Свинцовые тучи низко нависали над землёй. Сегодня ночью выпал первый снег, но уже растаял. Пока ещё удача на нашей стороне: солнце днём нормально прогревает воздух. Но, как мне кажется, это скоро закончится. Осень, чтоб её… Никогда не думал, что буду жить в холодных землях, где есть настоящая зима. И вот — пожалуйста!
Я остановил бага, заставив того недовольно хрюкнуть. А потом отъехал в сторону и пропустил мимо себя первые ряды колонны. Наш караван растянулся почти на километр. Надо было устроить днёвку, подтянуть людей… Нельзя так, рассредоточившись, по диким землям ходить.
У нас, конечно, вся охрана на багах ездит. Но даже им, чтобы километр проскакать, нужно время! А охранников у нас мало. Если бы не животинки, нас бы уже раз сто грабанули по пути на юг. Но связываться с конницей, как у нас, себе дороже.

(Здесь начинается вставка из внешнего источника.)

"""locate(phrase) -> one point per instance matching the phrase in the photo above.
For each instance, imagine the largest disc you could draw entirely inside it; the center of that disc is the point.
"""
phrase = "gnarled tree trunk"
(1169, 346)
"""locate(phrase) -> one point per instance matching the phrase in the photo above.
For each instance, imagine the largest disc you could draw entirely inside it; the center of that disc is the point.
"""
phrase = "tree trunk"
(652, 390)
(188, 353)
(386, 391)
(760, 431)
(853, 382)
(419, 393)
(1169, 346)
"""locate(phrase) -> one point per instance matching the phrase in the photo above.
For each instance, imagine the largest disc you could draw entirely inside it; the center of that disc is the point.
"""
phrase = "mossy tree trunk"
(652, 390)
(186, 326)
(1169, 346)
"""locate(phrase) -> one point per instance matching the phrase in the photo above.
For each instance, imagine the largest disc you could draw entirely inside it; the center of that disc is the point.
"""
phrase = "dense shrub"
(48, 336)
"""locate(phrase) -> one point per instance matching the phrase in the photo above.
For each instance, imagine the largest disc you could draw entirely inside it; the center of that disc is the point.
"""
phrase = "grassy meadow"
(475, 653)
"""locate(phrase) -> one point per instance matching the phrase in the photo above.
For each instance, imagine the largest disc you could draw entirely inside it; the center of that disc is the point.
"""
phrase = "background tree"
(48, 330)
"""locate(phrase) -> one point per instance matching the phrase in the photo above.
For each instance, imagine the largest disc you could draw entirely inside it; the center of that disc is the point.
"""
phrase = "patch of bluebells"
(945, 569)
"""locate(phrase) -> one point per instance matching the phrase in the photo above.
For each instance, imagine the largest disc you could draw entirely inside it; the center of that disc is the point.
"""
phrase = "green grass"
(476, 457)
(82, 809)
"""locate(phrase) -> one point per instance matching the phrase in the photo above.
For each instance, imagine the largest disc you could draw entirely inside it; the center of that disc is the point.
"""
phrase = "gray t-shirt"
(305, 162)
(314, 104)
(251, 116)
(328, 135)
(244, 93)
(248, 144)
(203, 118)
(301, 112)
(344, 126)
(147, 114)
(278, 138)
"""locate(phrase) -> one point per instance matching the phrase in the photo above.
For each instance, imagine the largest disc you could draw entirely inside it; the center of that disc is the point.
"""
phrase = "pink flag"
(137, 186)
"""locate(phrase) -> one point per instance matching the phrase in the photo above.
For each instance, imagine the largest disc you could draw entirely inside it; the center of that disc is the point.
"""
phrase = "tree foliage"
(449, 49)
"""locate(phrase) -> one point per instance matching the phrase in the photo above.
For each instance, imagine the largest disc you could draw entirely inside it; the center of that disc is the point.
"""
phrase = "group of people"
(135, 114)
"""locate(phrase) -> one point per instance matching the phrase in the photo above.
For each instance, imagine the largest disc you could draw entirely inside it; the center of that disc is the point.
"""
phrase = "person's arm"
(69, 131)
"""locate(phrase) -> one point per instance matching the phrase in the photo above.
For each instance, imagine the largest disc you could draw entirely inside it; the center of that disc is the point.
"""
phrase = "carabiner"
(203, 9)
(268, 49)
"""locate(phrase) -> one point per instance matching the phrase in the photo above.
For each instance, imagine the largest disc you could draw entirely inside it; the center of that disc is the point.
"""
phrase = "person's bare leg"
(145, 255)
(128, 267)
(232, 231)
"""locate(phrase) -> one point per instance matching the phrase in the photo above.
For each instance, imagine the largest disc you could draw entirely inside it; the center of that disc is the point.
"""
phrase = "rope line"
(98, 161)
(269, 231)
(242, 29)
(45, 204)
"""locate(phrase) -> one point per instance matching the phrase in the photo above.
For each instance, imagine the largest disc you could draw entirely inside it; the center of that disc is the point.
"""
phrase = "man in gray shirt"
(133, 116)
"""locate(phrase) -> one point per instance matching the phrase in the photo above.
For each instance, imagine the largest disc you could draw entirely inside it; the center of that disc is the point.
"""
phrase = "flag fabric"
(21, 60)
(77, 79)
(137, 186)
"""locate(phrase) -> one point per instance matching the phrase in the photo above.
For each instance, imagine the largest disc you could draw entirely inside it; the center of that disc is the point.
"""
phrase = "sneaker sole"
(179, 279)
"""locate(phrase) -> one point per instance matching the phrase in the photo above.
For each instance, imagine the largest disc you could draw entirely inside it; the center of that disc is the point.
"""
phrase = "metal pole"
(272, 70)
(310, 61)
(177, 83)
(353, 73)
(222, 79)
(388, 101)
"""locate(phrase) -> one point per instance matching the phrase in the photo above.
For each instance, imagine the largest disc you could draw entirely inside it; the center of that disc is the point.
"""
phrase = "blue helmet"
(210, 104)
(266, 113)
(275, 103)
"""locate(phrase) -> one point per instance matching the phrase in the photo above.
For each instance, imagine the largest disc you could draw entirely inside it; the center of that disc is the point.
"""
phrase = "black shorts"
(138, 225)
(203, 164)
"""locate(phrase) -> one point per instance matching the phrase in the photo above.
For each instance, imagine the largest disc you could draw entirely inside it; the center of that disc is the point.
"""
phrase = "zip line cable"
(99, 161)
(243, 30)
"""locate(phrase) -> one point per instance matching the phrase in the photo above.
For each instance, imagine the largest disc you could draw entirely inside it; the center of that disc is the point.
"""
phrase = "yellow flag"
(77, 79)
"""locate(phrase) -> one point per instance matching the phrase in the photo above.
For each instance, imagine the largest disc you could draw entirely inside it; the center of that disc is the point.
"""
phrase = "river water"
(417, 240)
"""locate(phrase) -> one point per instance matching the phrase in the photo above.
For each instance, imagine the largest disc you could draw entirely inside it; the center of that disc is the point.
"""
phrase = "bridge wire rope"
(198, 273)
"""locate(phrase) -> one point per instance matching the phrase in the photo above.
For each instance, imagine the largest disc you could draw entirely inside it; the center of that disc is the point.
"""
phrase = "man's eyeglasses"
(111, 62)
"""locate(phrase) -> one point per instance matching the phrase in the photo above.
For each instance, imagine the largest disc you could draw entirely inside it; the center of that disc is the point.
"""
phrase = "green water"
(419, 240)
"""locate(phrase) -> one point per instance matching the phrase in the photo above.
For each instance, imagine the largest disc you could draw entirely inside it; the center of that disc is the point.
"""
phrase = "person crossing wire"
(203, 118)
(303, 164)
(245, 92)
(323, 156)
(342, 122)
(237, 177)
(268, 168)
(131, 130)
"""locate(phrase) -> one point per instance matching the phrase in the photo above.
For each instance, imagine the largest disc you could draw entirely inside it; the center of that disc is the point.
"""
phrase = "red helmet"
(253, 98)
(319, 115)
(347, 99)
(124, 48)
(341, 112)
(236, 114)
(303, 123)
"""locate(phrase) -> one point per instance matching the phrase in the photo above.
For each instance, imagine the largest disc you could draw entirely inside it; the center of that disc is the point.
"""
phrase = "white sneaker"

В голову лезла какая-то старая мелодия, но я никак не мог вспомнить, что это за песня. Впрочем…
Меня зовут Джошуа. Джошуа Петерсон. Я родился на тех землях, где когда-то была страна ЮАР. А потом сбежал на Кубу. Потому что в ЮАР я был недостаточно чёрным. Папа у меня был «снежком». Что уж тут поделать? Я-то, конечно, пошёл в маму. Но кого и когда это волновало на моей родине? Для сторонников позитивного апартеида я — всегда «снежок».
Всю свою жизнь я был фермером. И даже когда роботы заменили фермеров, я ещё пытался вести своё хозяйство. Хотя бы для себя. Я только личный дневник никогда не вёл, потому что фермерам это ни к чему. А вот колонистам, как оказалось, очень полезно записывать, что с ними произошло.
— Джошуа! Ты чего встал? — огромный бородатый мужчина, одетый в чёрный балахон, переделанный из комбинезона, остановил своего «скакуна» рядом со мной.
— Надо бы колонну сбить! — ответил я. — Смотри, как растянулась…
— Это есть да! Это надо! — кивнул мой собеседник.
Как его звали при рождении, я не знаю. Он прибился к нам на севере в лесах и представился отцом Фёдором. Но я, хоть и атеист, понимаю, что это имя, которое дали ему при посвящении в сан. С другой стороны, здесь многие называют себя по-другому, не как на Земле. Новая жизнь — новое имя. А значит, и отец Фёдор — вполне нормальное имя.